MAKING A GOOD NIGHT’S SLEEP A
REALITY
For sleep to be productive—resetting clocks and synapses and
processing information, it needs to be set up to succeed. You tend to be tuned
into the dark-and-light cycle of our days. The circadian rhythm is also tuned
into this 24-hour cycle. But, for many who live with mental health issues, they
are not. They tend to be night owls, or they sleep for long periods of time, or
they have various types of insomnia. Basically, their rhythm is off.
Behaviors such as retiring and waking at the same time each
night or doing a relaxing activity, such as reading, before bed are all
possible ways to help get into a groove and reset the daily (as well as the
circadian) rhythm. All of which might help lessen those sleepless nights and
those grumpy, anxious days.
INSPIRATION
A fabric
sheet spread out on the sea beach makes the ultimate bed. On similar
lines, this invention uses ordinary beach sand encased in fabric bag, to sleep
on.
UNDERSTANDING
THE CONTOURS OF THE HUMAN BODY
The bed
that one sleeps on must provide firmness as well conform to the ever-shifting
contours of the human body. When the human being is sleeping sideways the
shoulder must go 4 to 5 inches deep into the medium/bed. At the same time the
gap in the neck region must get filled up automatically with the medium being
used.
LIMITATIONS
OF THE EXISTING CONTRAPTIONS
The
existing beds with various mattresses fail miserably to conform to the ever-shifting
contours of the human body during the 8 hours of sleep.

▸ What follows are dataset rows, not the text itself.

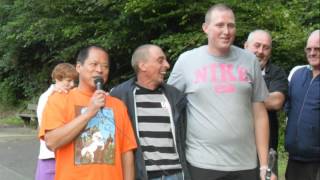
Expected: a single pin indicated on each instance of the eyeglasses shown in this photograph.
(309, 49)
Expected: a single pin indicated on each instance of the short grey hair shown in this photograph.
(314, 33)
(140, 54)
(220, 7)
(251, 34)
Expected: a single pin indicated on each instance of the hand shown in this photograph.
(263, 173)
(97, 101)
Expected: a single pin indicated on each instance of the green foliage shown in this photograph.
(36, 35)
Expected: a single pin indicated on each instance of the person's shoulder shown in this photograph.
(115, 102)
(124, 86)
(275, 67)
(172, 89)
(193, 51)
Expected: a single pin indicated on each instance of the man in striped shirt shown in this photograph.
(157, 113)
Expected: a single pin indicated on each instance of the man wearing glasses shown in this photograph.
(303, 108)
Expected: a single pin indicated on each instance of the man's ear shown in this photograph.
(78, 66)
(205, 27)
(142, 66)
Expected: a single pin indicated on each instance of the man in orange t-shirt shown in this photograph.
(90, 132)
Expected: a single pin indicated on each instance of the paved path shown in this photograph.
(19, 148)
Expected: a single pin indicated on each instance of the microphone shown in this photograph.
(98, 81)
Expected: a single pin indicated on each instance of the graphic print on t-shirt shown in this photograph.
(222, 76)
(95, 145)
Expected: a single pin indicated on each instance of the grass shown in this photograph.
(11, 121)
(8, 118)
(282, 160)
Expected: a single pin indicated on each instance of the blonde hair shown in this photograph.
(64, 70)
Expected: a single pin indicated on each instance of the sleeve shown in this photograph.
(280, 82)
(260, 91)
(176, 77)
(53, 115)
(127, 136)
(42, 103)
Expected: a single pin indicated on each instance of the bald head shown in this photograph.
(259, 42)
(141, 54)
(259, 32)
(315, 35)
(313, 49)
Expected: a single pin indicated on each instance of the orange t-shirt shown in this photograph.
(95, 154)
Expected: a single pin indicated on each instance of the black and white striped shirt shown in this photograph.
(156, 130)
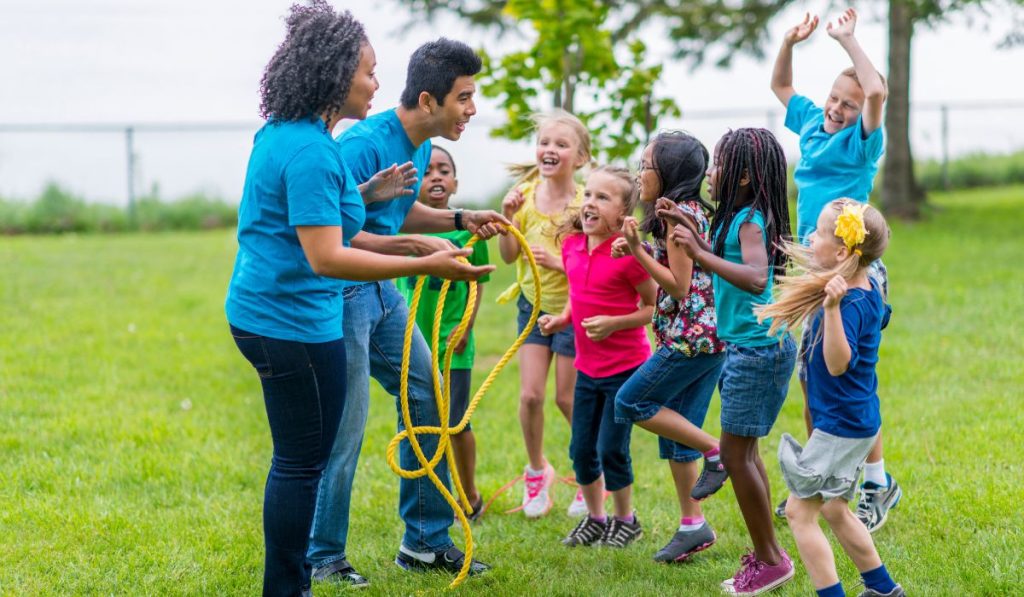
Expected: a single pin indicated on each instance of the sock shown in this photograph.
(834, 591)
(423, 556)
(876, 472)
(687, 523)
(879, 580)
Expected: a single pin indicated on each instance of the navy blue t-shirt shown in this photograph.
(847, 406)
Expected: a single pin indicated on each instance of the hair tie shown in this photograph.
(850, 225)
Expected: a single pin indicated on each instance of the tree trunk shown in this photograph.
(901, 196)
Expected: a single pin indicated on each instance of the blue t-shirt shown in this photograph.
(832, 166)
(376, 143)
(736, 322)
(296, 177)
(847, 406)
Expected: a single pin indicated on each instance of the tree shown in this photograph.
(587, 57)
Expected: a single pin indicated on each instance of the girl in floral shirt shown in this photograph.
(670, 393)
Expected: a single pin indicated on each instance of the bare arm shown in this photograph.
(781, 77)
(867, 75)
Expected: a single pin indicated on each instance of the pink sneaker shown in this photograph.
(537, 499)
(756, 577)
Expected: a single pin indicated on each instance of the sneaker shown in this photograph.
(897, 592)
(578, 507)
(756, 577)
(587, 531)
(449, 561)
(536, 498)
(876, 502)
(712, 478)
(780, 509)
(342, 572)
(686, 543)
(621, 534)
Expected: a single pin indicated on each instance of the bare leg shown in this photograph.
(464, 445)
(739, 455)
(534, 364)
(564, 385)
(813, 546)
(685, 475)
(670, 424)
(853, 536)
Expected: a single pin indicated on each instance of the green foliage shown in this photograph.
(57, 211)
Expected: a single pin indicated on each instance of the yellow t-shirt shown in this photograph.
(540, 228)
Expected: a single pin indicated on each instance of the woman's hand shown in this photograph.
(389, 183)
(835, 291)
(802, 31)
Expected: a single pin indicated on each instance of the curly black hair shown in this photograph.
(312, 69)
(434, 67)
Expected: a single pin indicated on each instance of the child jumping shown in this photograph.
(610, 302)
(670, 393)
(834, 290)
(748, 182)
(538, 205)
(840, 146)
(439, 183)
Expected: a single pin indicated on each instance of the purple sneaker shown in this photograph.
(756, 577)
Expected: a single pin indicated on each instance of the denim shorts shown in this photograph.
(459, 399)
(755, 381)
(672, 380)
(561, 343)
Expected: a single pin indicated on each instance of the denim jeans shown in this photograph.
(599, 444)
(375, 328)
(304, 394)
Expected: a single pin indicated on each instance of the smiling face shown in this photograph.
(604, 205)
(648, 179)
(364, 85)
(558, 153)
(439, 182)
(844, 104)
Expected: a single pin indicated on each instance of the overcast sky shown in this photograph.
(173, 60)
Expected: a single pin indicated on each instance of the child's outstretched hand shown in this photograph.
(621, 248)
(844, 28)
(835, 291)
(512, 202)
(802, 31)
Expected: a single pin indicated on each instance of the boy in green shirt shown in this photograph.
(438, 185)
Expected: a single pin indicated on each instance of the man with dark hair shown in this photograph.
(437, 101)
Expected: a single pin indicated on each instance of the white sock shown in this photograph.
(427, 557)
(876, 473)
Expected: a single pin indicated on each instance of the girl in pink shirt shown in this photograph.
(610, 301)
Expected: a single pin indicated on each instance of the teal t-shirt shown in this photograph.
(296, 177)
(736, 322)
(832, 166)
(455, 301)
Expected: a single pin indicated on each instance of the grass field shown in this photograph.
(133, 442)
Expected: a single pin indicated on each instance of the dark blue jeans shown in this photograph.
(599, 444)
(304, 394)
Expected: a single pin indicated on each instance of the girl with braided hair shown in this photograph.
(748, 180)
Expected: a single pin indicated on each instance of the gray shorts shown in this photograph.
(827, 467)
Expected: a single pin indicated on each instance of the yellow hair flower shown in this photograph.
(850, 225)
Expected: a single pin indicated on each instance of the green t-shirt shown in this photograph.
(455, 301)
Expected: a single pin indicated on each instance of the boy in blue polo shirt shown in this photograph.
(841, 145)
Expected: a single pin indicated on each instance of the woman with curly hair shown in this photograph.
(299, 209)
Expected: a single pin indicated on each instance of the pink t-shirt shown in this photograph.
(600, 285)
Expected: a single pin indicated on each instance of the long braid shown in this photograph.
(756, 154)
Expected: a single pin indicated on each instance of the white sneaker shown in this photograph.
(578, 507)
(537, 499)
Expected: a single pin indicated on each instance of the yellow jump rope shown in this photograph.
(442, 394)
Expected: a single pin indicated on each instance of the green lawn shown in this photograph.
(134, 443)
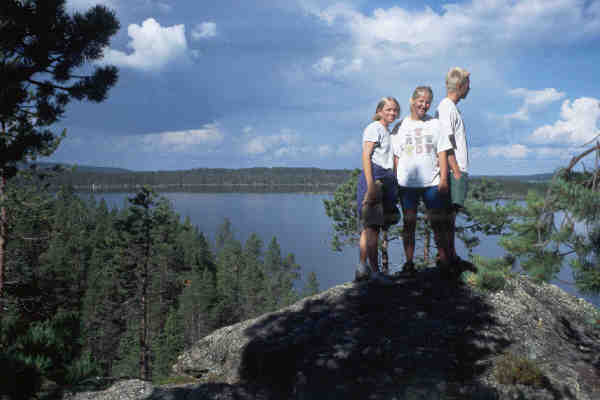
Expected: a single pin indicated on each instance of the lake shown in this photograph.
(299, 223)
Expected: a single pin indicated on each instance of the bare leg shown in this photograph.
(368, 247)
(408, 233)
(452, 234)
(439, 222)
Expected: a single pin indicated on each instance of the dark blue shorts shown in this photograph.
(433, 199)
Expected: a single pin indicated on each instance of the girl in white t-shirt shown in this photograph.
(377, 187)
(421, 168)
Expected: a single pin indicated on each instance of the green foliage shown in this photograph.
(342, 209)
(207, 179)
(312, 285)
(482, 218)
(167, 345)
(511, 369)
(74, 305)
(491, 274)
(562, 225)
(41, 49)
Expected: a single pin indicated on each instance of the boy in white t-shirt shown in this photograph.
(422, 172)
(452, 125)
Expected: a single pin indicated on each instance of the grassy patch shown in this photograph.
(511, 369)
(175, 380)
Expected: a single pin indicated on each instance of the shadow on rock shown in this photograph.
(423, 337)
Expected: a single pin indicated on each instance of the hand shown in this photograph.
(443, 186)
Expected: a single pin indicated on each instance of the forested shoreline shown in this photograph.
(93, 291)
(255, 180)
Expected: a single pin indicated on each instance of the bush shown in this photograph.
(491, 275)
(511, 369)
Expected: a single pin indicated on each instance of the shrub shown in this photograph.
(491, 275)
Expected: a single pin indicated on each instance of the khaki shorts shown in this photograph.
(459, 189)
(374, 214)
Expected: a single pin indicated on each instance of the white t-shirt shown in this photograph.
(452, 125)
(382, 153)
(417, 144)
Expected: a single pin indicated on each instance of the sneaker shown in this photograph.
(363, 272)
(380, 278)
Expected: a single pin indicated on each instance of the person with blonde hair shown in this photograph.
(458, 84)
(376, 193)
(421, 170)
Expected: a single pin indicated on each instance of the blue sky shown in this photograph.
(293, 83)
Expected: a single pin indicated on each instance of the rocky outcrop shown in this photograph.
(421, 338)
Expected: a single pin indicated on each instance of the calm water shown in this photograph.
(299, 223)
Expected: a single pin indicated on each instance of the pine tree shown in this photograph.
(312, 285)
(41, 49)
(564, 222)
(253, 278)
(167, 345)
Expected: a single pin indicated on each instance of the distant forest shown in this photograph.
(193, 179)
(246, 179)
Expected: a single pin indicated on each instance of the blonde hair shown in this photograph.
(420, 91)
(455, 78)
(382, 103)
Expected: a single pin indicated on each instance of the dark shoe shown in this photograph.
(449, 271)
(464, 265)
(363, 272)
(380, 278)
(409, 268)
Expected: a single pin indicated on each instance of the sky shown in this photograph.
(293, 83)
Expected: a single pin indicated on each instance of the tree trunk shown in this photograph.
(2, 233)
(144, 350)
(426, 244)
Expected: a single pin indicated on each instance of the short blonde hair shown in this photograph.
(455, 78)
(382, 103)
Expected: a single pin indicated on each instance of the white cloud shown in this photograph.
(578, 123)
(153, 46)
(509, 151)
(287, 144)
(204, 30)
(405, 35)
(83, 5)
(268, 144)
(329, 65)
(533, 100)
(324, 150)
(324, 65)
(183, 141)
(351, 147)
(164, 7)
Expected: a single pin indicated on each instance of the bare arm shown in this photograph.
(453, 165)
(368, 148)
(443, 159)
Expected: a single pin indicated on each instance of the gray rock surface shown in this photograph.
(421, 338)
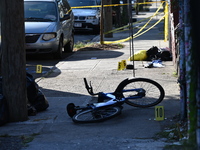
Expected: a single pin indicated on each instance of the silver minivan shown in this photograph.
(48, 27)
(86, 14)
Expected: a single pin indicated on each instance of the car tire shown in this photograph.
(58, 53)
(68, 48)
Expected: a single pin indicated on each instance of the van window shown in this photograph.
(77, 3)
(40, 11)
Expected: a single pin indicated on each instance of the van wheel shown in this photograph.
(70, 45)
(58, 53)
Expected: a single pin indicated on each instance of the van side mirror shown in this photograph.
(66, 17)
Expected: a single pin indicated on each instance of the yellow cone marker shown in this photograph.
(159, 113)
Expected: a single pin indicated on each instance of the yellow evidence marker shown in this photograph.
(159, 113)
(39, 69)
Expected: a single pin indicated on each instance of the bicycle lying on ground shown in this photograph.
(138, 92)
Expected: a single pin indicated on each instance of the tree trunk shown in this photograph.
(13, 58)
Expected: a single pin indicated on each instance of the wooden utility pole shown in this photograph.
(108, 19)
(13, 62)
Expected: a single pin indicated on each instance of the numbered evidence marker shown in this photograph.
(159, 113)
(39, 69)
(119, 66)
(123, 64)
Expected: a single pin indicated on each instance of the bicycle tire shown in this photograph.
(91, 115)
(154, 92)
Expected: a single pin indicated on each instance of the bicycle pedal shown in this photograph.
(71, 109)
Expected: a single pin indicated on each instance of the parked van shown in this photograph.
(48, 27)
(86, 18)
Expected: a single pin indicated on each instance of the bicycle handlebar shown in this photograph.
(89, 87)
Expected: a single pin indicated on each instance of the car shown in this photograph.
(48, 27)
(86, 18)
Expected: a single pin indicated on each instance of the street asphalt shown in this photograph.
(134, 129)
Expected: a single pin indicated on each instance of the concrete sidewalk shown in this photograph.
(134, 129)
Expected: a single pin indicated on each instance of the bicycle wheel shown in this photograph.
(141, 92)
(91, 115)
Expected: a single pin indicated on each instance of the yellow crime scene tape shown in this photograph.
(136, 34)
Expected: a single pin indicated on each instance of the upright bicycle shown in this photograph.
(138, 92)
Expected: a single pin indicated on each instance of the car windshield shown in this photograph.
(40, 11)
(77, 3)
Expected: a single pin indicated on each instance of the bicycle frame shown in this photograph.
(113, 100)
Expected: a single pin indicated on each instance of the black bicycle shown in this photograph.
(138, 92)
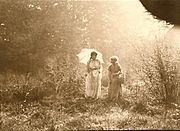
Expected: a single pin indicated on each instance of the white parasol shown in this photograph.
(85, 55)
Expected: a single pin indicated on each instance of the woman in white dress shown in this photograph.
(93, 79)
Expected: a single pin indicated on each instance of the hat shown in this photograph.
(114, 58)
(93, 53)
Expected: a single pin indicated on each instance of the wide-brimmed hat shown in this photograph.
(114, 58)
(93, 53)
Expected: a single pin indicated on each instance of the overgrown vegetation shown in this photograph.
(42, 82)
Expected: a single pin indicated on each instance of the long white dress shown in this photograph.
(93, 79)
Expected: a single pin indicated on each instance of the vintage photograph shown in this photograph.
(89, 65)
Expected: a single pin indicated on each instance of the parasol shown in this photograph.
(85, 55)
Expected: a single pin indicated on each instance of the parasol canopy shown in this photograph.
(85, 55)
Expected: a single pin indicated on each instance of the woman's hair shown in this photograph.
(114, 58)
(93, 53)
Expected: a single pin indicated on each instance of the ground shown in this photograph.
(53, 114)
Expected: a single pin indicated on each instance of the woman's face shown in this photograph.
(113, 61)
(94, 56)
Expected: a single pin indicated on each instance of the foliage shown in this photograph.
(158, 70)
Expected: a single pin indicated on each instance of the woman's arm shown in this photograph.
(88, 68)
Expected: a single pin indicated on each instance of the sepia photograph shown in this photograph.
(89, 65)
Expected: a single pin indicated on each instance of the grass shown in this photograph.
(85, 114)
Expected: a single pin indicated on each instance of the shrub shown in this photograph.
(158, 69)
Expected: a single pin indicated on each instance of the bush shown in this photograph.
(158, 69)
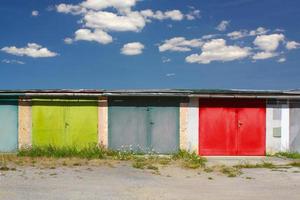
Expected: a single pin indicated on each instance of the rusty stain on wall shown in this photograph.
(25, 124)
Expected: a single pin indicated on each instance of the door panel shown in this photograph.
(232, 127)
(145, 124)
(81, 124)
(164, 129)
(60, 124)
(251, 131)
(128, 128)
(217, 130)
(48, 124)
(8, 126)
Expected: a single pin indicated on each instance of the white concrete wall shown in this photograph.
(193, 125)
(273, 144)
(285, 128)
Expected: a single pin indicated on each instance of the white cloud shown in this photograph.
(264, 55)
(180, 44)
(170, 74)
(113, 22)
(258, 31)
(68, 40)
(237, 34)
(210, 36)
(245, 33)
(70, 9)
(123, 5)
(217, 50)
(268, 42)
(32, 50)
(281, 60)
(131, 49)
(35, 13)
(175, 15)
(165, 59)
(116, 15)
(96, 35)
(223, 25)
(292, 45)
(193, 14)
(13, 62)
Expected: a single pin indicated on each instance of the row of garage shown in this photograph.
(208, 122)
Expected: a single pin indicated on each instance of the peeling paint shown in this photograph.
(25, 124)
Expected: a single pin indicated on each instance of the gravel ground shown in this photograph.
(121, 181)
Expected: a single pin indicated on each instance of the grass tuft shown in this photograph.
(292, 155)
(295, 164)
(190, 160)
(268, 165)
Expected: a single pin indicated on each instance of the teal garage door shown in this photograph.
(8, 126)
(144, 124)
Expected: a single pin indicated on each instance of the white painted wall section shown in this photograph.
(193, 125)
(285, 127)
(273, 144)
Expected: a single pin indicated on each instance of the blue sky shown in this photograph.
(111, 44)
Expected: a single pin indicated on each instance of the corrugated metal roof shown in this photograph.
(156, 92)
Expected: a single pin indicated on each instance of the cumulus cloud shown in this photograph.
(281, 60)
(96, 36)
(170, 74)
(237, 34)
(118, 16)
(180, 44)
(217, 50)
(68, 40)
(165, 59)
(112, 22)
(175, 15)
(292, 45)
(245, 33)
(268, 42)
(70, 9)
(223, 25)
(31, 50)
(13, 62)
(123, 5)
(131, 49)
(264, 55)
(258, 31)
(35, 13)
(193, 14)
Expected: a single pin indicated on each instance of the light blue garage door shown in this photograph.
(8, 126)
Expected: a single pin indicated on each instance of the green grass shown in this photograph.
(295, 164)
(89, 152)
(140, 160)
(190, 160)
(292, 155)
(268, 165)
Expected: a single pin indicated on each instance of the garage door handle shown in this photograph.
(240, 124)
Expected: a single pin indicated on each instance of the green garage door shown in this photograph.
(144, 124)
(64, 123)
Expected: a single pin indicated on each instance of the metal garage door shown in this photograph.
(8, 126)
(144, 124)
(232, 127)
(64, 123)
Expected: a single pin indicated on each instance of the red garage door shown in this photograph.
(232, 127)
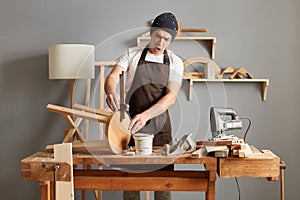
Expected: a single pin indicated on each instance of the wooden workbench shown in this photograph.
(39, 167)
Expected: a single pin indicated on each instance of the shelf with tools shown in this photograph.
(265, 84)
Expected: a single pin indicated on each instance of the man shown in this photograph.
(154, 76)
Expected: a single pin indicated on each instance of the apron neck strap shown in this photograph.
(144, 53)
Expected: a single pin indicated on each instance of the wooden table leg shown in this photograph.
(46, 192)
(212, 173)
(282, 168)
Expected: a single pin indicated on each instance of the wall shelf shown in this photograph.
(265, 84)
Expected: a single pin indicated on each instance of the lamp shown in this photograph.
(71, 61)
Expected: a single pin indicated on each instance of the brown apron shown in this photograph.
(148, 87)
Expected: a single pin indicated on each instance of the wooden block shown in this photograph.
(199, 153)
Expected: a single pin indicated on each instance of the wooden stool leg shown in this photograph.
(45, 190)
(147, 197)
(282, 168)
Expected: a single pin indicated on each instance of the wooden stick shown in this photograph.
(64, 190)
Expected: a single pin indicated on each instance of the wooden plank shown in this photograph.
(141, 183)
(255, 165)
(64, 190)
(102, 112)
(43, 171)
(77, 113)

If they are too soft,
then the firmness is sacrificed. When they are firm then they again fail to
conform to the contours of the body. The result is lack of complete
satisfaction, poor sleep, leading to low productivity all over the world.
OBJECTIVE
- EASY FLOWABILITY WITH LOCKING IN
The prime
objective of the proposed invention is to facilitate a good night’s or day’s
sleep by the very nature of shifting sand particles when the human being lying
on the sand bed moves. The sand bed specially provides the equal and opposite
reaction to the body when it stops moving, to sleep. A bean bag bed will not
provide the same effect because the beans do not “lock in” like sand does. On
the other hand, waterbed is too fluid and shifty. Accordingly, the
proposed invention will have a bag/casing manufactured out of special fabric,
like nylon which must be strong enough to hold the sand and yet have a cloth
like feeling and flexibility to provide the required function.
VALUE
ENGINEERED FRAMEWORK
The
steel/wooden bed frame will be value engineered to house the sandbag/casing so
that bare minimum sand is used to provide the necessary functions. The floor of
the bed frame will be inclined down towards the head side and raised towards
the foot side. This inclination will ensure that we have 6 inches of sand on
the head side and just 2 inches on the foot side. Additionally, the bed
frame will be designed to come apart, facilitate quick reassemble, for ease of
packing & transport right up to the customer’s home.